The most rewarding part of my training has been student teaching all year as an unpaid intern at Otter Valley Union High School, a rural Vermont junior and senior high school in Brandon with 700 students, leaky roofs, and stale air. Some students have been known to hunt for deer before class; in the winter, some commute by snowmobile.

I learned that I love teaching. It feels like a calling. I developed respect and affection for my students, for my two compassionate and generous mentors, and for the school's staff.
In a middle school skills workshop called The Brain Cell, I felt a profound sense of purpose as I worked to boost the skills and self-esteem of academically struggling seventh- and eighth-graders - many of them at risk of dropping out, and with little educational support at home. (About 25 percent of the school's students are eligible for a free- or reduced-price lunch.)
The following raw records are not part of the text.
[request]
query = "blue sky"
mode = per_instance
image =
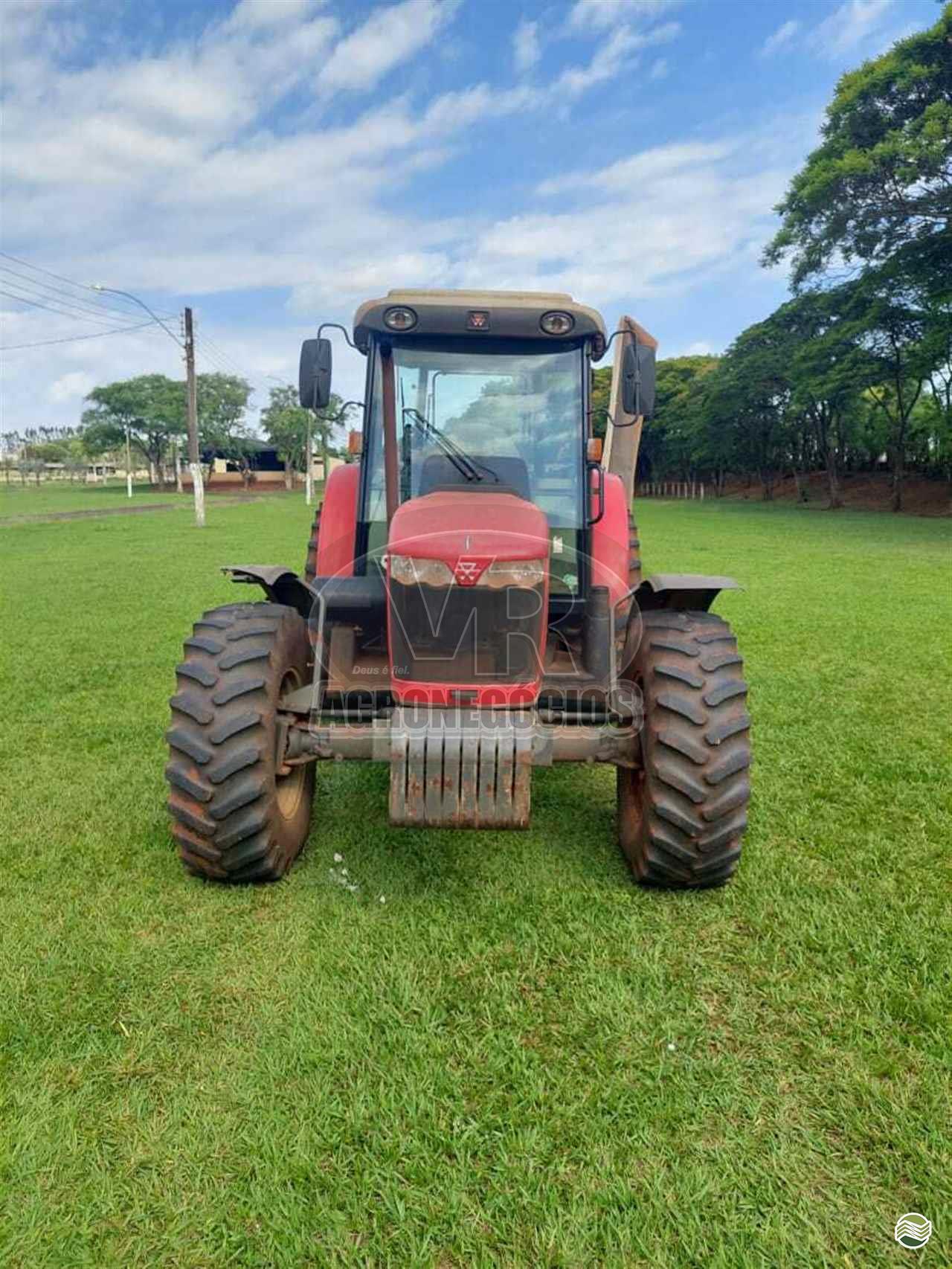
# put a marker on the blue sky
(276, 161)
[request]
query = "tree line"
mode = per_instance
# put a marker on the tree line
(857, 366)
(151, 408)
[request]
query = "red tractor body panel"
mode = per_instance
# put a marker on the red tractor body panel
(469, 532)
(448, 524)
(335, 544)
(610, 542)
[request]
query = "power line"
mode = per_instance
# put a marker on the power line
(79, 286)
(54, 307)
(70, 339)
(30, 286)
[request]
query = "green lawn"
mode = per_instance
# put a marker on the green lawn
(19, 501)
(51, 496)
(518, 1058)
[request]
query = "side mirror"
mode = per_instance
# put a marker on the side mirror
(639, 379)
(631, 396)
(314, 375)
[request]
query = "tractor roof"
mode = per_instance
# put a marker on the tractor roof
(509, 314)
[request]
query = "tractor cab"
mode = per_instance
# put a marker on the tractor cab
(483, 519)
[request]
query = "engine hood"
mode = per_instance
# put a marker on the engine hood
(450, 524)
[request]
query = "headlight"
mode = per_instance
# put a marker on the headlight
(513, 573)
(411, 571)
(556, 323)
(428, 573)
(400, 318)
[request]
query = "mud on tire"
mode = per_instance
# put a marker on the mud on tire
(233, 815)
(682, 816)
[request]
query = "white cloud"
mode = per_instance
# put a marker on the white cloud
(849, 25)
(71, 386)
(255, 14)
(664, 221)
(123, 170)
(389, 37)
(602, 14)
(782, 36)
(526, 51)
(611, 57)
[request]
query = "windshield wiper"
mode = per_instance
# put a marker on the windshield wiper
(466, 466)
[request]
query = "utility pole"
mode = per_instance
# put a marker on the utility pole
(194, 465)
(309, 461)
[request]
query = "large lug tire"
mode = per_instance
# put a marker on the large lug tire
(682, 814)
(311, 557)
(234, 816)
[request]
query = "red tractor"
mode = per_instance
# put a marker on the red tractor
(472, 607)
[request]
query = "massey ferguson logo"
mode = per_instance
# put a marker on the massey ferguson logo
(467, 573)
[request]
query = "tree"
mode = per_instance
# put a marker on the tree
(892, 338)
(151, 406)
(285, 424)
(881, 179)
(222, 401)
(826, 373)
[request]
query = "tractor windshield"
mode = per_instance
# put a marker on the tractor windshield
(492, 413)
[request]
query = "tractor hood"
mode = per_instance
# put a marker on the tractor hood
(451, 524)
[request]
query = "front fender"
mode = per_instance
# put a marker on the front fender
(682, 591)
(281, 585)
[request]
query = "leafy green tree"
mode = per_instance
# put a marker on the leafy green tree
(285, 423)
(826, 375)
(881, 178)
(892, 336)
(222, 428)
(151, 406)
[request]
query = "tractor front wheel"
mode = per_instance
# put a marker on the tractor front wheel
(237, 814)
(682, 814)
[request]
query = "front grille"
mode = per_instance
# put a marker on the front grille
(470, 634)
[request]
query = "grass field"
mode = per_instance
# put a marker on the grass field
(497, 1051)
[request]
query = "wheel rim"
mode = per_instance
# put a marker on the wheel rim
(289, 788)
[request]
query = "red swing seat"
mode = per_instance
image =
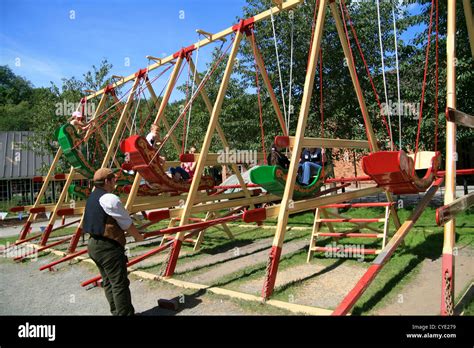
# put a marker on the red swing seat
(394, 170)
(146, 161)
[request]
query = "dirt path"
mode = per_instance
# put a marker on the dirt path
(24, 290)
(422, 295)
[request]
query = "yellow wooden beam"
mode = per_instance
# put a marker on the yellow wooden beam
(217, 36)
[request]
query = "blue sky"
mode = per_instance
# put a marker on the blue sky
(40, 41)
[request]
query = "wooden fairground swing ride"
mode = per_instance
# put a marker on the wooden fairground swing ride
(393, 171)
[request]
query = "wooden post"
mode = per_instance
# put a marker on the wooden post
(469, 23)
(220, 131)
(268, 85)
(165, 122)
(120, 124)
(32, 217)
(287, 202)
(169, 89)
(360, 97)
(355, 81)
(170, 267)
(447, 297)
(159, 116)
(289, 4)
(113, 143)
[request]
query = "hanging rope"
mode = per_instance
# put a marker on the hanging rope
(290, 109)
(313, 26)
(398, 78)
(345, 12)
(254, 45)
(379, 24)
(193, 85)
(436, 76)
(134, 118)
(278, 64)
(423, 88)
(183, 140)
(351, 56)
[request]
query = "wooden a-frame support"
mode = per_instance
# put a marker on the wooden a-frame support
(218, 36)
(299, 138)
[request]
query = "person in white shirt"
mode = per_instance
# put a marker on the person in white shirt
(107, 222)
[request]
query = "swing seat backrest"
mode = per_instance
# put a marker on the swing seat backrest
(146, 161)
(394, 170)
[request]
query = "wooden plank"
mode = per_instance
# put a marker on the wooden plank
(206, 144)
(219, 130)
(214, 37)
(349, 301)
(449, 211)
(168, 91)
(293, 307)
(460, 118)
(312, 203)
(332, 143)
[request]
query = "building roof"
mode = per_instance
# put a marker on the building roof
(15, 161)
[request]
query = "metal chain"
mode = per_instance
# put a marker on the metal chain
(448, 298)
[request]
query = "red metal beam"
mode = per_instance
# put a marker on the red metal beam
(202, 225)
(19, 258)
(348, 302)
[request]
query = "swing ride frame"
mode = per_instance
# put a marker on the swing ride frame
(196, 202)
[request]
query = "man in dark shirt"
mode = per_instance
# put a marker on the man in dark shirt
(106, 221)
(310, 164)
(276, 158)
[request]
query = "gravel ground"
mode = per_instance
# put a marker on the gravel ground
(24, 290)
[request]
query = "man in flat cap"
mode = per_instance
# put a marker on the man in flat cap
(107, 222)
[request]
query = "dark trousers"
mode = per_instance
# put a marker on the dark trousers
(110, 258)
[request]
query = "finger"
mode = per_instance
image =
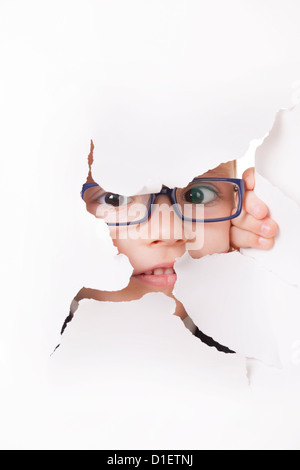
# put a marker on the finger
(244, 239)
(254, 206)
(266, 227)
(249, 178)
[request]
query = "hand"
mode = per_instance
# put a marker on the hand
(253, 228)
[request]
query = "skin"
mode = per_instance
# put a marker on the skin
(253, 228)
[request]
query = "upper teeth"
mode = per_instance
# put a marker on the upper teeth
(160, 271)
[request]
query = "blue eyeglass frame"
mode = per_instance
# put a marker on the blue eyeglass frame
(171, 193)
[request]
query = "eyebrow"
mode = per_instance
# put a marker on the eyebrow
(217, 172)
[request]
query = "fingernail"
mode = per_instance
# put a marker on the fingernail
(263, 241)
(256, 211)
(265, 229)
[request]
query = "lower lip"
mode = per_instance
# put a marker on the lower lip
(158, 280)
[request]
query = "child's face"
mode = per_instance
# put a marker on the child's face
(166, 243)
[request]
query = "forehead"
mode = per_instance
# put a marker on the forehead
(225, 170)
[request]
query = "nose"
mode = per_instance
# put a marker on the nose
(164, 225)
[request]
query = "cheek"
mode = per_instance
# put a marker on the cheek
(216, 239)
(132, 248)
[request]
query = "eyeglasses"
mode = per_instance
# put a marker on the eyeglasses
(220, 199)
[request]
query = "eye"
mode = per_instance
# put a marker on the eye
(115, 200)
(200, 195)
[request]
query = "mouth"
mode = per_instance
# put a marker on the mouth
(159, 276)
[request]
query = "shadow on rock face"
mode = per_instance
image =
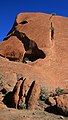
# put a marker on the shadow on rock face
(32, 51)
(8, 99)
(55, 110)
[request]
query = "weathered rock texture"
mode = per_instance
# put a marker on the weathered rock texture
(62, 104)
(30, 38)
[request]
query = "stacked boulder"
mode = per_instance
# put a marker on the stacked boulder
(25, 95)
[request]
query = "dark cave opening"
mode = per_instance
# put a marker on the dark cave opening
(23, 22)
(38, 54)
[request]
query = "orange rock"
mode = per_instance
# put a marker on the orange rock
(16, 92)
(32, 95)
(62, 103)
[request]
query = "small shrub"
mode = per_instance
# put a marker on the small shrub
(59, 91)
(22, 106)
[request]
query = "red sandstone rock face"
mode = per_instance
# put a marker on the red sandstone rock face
(50, 70)
(16, 91)
(32, 96)
(62, 103)
(12, 49)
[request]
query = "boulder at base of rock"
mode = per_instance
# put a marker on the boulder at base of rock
(32, 96)
(62, 104)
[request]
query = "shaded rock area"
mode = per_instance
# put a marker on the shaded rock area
(29, 58)
(23, 95)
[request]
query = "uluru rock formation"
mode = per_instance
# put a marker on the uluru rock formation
(30, 51)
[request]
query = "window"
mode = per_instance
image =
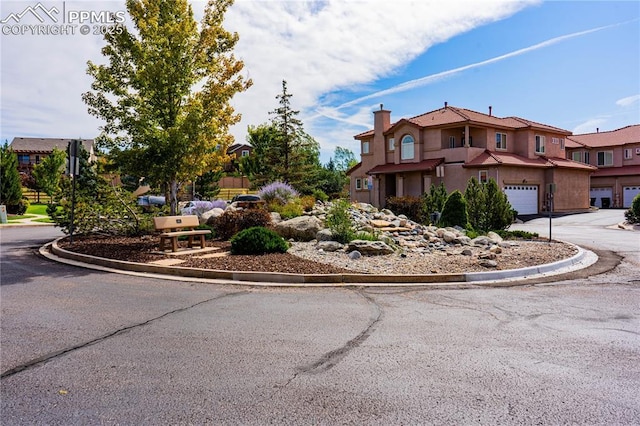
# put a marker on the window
(407, 148)
(540, 144)
(605, 158)
(365, 147)
(628, 153)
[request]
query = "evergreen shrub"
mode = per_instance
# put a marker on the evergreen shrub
(258, 240)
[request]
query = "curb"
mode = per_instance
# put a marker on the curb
(581, 260)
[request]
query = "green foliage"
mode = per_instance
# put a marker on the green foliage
(488, 207)
(633, 214)
(454, 212)
(258, 240)
(339, 221)
(517, 234)
(412, 207)
(165, 91)
(10, 186)
(434, 200)
(47, 174)
(233, 221)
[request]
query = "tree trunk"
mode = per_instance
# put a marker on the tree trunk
(173, 197)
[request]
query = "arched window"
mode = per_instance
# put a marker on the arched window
(407, 147)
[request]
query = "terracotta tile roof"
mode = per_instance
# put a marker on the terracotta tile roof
(424, 165)
(45, 145)
(450, 115)
(617, 171)
(490, 158)
(625, 135)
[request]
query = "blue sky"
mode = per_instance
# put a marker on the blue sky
(570, 64)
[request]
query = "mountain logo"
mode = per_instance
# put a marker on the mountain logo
(38, 11)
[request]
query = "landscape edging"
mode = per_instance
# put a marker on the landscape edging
(287, 278)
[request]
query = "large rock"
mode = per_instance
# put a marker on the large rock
(370, 248)
(302, 228)
(209, 216)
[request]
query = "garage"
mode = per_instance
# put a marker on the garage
(523, 198)
(601, 197)
(628, 194)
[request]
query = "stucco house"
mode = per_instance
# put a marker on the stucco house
(616, 154)
(32, 151)
(453, 144)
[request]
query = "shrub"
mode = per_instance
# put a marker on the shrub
(412, 207)
(339, 221)
(454, 212)
(258, 240)
(633, 214)
(277, 192)
(231, 222)
(199, 207)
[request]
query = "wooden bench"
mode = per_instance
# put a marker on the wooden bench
(179, 226)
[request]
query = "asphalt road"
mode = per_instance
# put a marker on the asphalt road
(86, 347)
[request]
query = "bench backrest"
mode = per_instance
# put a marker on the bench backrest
(175, 222)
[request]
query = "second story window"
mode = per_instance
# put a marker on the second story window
(628, 154)
(539, 144)
(407, 148)
(365, 147)
(605, 158)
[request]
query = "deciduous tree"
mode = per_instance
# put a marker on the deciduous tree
(165, 92)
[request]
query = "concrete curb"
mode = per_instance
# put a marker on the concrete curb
(323, 280)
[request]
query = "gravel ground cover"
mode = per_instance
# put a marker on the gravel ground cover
(305, 258)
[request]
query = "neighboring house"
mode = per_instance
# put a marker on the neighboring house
(32, 151)
(236, 152)
(617, 156)
(451, 145)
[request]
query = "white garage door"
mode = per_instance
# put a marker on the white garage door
(628, 194)
(601, 197)
(523, 198)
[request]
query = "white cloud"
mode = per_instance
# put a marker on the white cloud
(319, 47)
(628, 101)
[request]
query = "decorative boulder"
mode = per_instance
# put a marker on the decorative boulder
(209, 216)
(301, 228)
(370, 248)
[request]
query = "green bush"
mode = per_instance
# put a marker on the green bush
(454, 212)
(231, 222)
(412, 207)
(339, 221)
(633, 214)
(258, 240)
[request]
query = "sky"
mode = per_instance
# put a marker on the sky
(569, 64)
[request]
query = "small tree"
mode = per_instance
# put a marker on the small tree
(454, 212)
(48, 173)
(10, 188)
(434, 200)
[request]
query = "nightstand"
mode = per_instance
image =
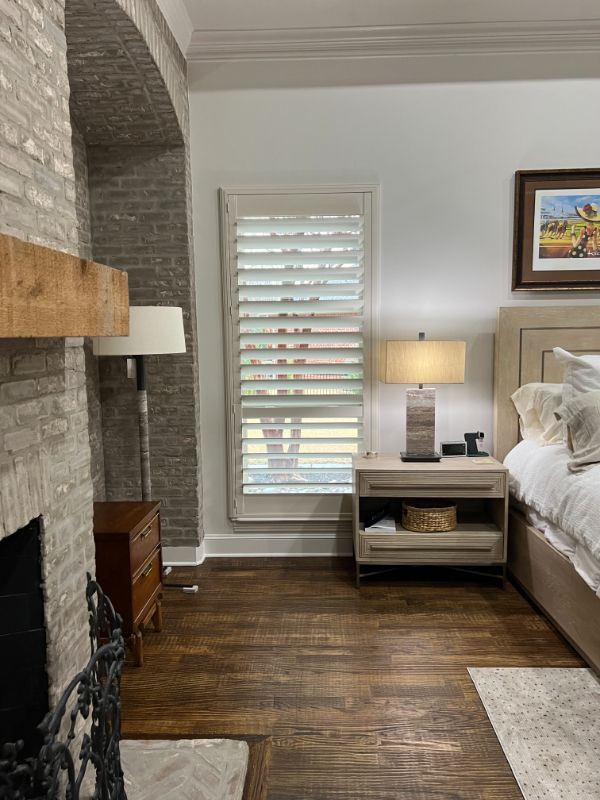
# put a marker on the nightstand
(129, 565)
(479, 488)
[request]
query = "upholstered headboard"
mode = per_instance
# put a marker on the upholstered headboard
(523, 354)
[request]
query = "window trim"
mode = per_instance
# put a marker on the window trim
(235, 498)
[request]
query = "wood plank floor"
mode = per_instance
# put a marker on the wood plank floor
(365, 693)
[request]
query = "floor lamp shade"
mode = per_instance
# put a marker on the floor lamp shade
(153, 331)
(422, 361)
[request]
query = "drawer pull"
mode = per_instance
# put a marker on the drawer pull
(439, 486)
(146, 533)
(449, 548)
(147, 571)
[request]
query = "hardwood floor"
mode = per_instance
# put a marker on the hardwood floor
(365, 693)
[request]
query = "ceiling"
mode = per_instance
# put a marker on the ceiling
(241, 40)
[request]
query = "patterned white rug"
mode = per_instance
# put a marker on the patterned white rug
(548, 723)
(184, 769)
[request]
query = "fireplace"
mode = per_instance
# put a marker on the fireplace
(23, 676)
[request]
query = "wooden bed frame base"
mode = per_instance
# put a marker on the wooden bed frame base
(548, 578)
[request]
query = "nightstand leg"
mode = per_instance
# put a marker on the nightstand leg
(157, 617)
(136, 643)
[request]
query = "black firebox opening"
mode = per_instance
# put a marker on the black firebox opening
(23, 678)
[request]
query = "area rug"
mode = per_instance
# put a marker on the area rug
(548, 723)
(184, 769)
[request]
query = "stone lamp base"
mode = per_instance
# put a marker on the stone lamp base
(420, 426)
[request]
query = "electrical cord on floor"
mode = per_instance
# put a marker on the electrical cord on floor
(186, 588)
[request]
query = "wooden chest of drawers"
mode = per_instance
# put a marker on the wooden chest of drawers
(129, 564)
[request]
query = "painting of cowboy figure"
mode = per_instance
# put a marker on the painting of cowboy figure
(566, 226)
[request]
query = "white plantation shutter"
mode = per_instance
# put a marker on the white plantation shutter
(296, 288)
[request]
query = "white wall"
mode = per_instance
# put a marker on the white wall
(445, 157)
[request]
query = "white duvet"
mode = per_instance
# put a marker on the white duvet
(539, 477)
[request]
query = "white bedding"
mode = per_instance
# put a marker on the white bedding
(566, 504)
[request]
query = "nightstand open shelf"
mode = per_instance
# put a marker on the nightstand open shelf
(479, 490)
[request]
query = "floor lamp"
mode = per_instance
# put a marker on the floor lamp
(153, 330)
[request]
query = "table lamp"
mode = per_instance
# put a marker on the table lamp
(422, 362)
(153, 330)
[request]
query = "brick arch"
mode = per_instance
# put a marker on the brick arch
(119, 94)
(131, 153)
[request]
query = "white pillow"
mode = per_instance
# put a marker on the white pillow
(582, 373)
(536, 404)
(582, 419)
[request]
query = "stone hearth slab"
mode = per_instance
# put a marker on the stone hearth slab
(184, 769)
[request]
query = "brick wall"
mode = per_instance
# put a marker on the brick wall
(139, 216)
(129, 98)
(36, 164)
(44, 449)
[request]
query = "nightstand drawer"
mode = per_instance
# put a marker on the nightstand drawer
(146, 584)
(431, 484)
(144, 543)
(483, 544)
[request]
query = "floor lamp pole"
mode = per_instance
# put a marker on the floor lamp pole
(140, 371)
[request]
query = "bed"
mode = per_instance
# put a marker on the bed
(523, 354)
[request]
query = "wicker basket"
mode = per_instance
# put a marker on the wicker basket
(428, 517)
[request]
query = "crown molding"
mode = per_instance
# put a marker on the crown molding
(178, 20)
(564, 36)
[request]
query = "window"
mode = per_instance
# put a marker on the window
(298, 293)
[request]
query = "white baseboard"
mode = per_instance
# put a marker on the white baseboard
(271, 544)
(183, 556)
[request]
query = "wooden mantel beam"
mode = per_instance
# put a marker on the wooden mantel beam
(44, 292)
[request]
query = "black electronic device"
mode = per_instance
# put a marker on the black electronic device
(472, 447)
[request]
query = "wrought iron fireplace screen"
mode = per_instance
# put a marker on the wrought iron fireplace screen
(87, 716)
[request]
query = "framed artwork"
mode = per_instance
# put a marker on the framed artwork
(557, 230)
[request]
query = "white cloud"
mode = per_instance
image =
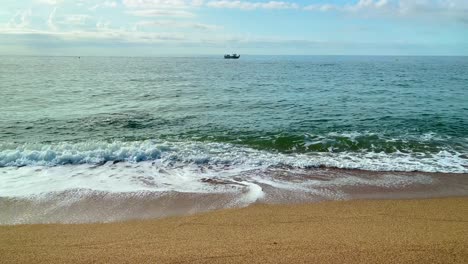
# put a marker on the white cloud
(50, 20)
(164, 4)
(105, 4)
(245, 5)
(175, 24)
(161, 13)
(76, 20)
(21, 19)
(49, 2)
(433, 8)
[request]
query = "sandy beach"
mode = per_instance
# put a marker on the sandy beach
(371, 231)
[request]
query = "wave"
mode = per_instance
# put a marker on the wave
(228, 154)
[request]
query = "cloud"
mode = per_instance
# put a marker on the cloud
(399, 8)
(76, 20)
(161, 13)
(164, 4)
(105, 4)
(49, 2)
(175, 24)
(245, 5)
(21, 19)
(50, 20)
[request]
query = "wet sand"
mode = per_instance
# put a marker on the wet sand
(372, 231)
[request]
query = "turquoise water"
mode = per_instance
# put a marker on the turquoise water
(147, 137)
(413, 106)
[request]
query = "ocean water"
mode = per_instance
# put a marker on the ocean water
(74, 128)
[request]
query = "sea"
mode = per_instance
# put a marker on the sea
(101, 139)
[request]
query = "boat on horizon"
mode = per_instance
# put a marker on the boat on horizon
(231, 56)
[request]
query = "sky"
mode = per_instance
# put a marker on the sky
(209, 27)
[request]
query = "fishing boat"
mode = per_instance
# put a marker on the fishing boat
(231, 56)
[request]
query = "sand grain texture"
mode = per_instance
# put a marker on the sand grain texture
(376, 231)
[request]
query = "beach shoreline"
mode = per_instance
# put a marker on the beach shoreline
(359, 231)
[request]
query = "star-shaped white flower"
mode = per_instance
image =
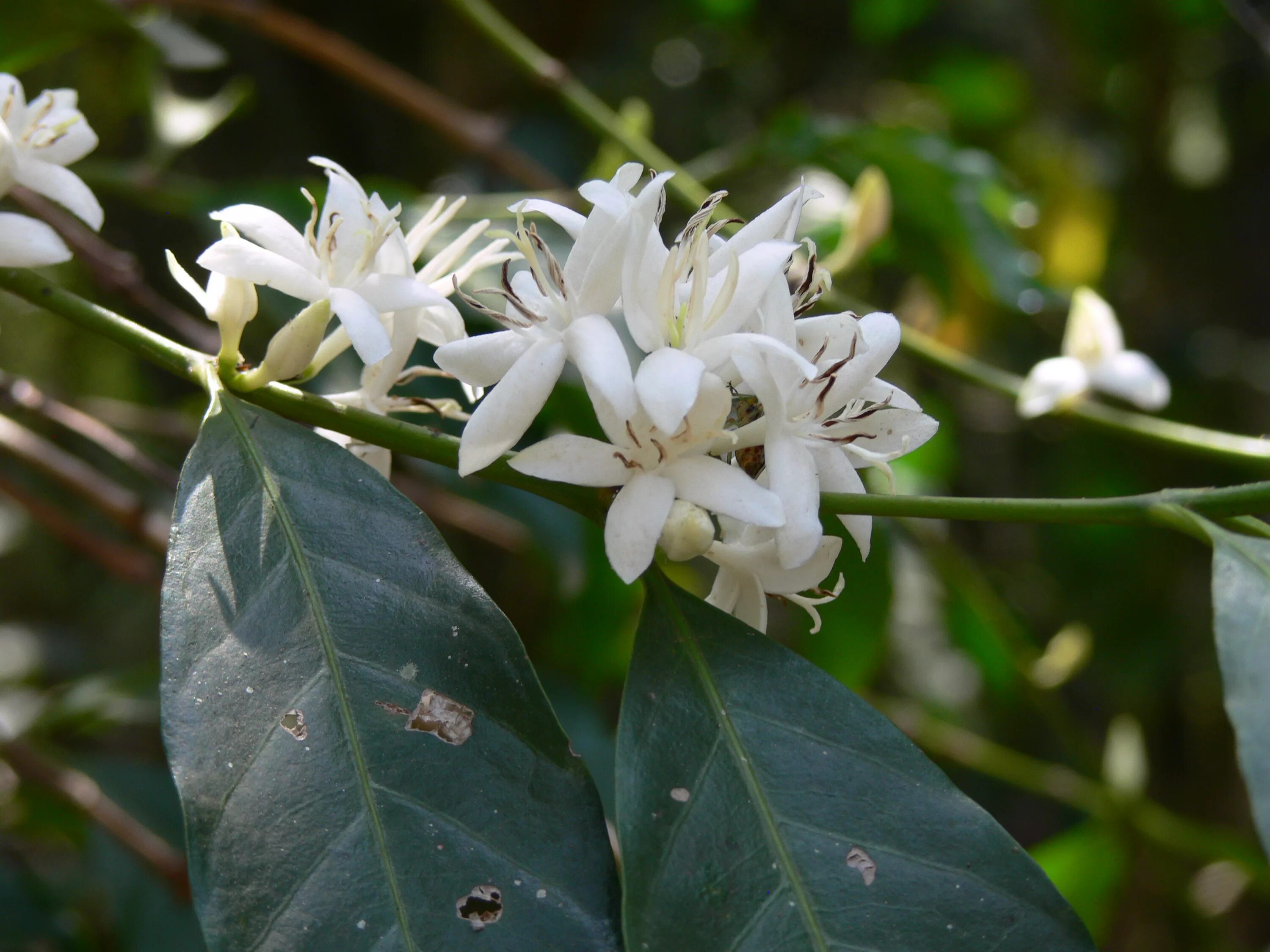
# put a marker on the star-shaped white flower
(816, 433)
(696, 305)
(333, 261)
(553, 314)
(1094, 358)
(653, 469)
(37, 141)
(750, 570)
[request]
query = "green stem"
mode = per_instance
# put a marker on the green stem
(585, 105)
(1170, 507)
(1151, 820)
(1145, 509)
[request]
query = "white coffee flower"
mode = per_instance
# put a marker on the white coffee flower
(553, 313)
(333, 261)
(1094, 358)
(229, 303)
(653, 470)
(694, 306)
(37, 141)
(750, 570)
(816, 433)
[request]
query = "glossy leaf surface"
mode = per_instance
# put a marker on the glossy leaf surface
(762, 805)
(310, 615)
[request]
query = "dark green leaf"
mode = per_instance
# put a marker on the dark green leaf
(300, 582)
(1241, 622)
(37, 31)
(762, 805)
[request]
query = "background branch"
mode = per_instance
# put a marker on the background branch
(116, 271)
(469, 130)
(120, 504)
(83, 792)
(27, 395)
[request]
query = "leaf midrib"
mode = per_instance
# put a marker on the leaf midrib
(332, 657)
(766, 815)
In an Advanced Placement literature class, college-bound high school seniors and I ended up pitying Shakespeare's ranting, mercurial King Lear. I sat back with my mouth open as the same students wrote and read aloud personal essays, some of them remarkably brave and intimate, after weeks of complaints that the essays we'd read from an anthology were boring. I felt a loss when we said goodbye. Watching them file out of a stifling hot auditorium wearing caps and gowns, I was overcome by a bittersweet sensation: sad to see them leave, happy to see them making a successful transition to adulthood.

Has changing careers been worth it? I have no regrets yet, although I am angry and hurt by the rising pile of job rejections. I have to remind myself every day that change is painful, and that my decision to walk away from a comfortable career and start another at the bottom rung took courage that I didn't know I possessed.

Two things I am sure about: I'll feel better when I've found a full-time teaching job, and I won't go to my grave wondering what it would have been like if only I'd taken a different path.

Cox is a freelance writer and is still looking for a full-time teaching job in Vermont. He is working as a substitute.

Justin Snider contributed to this story.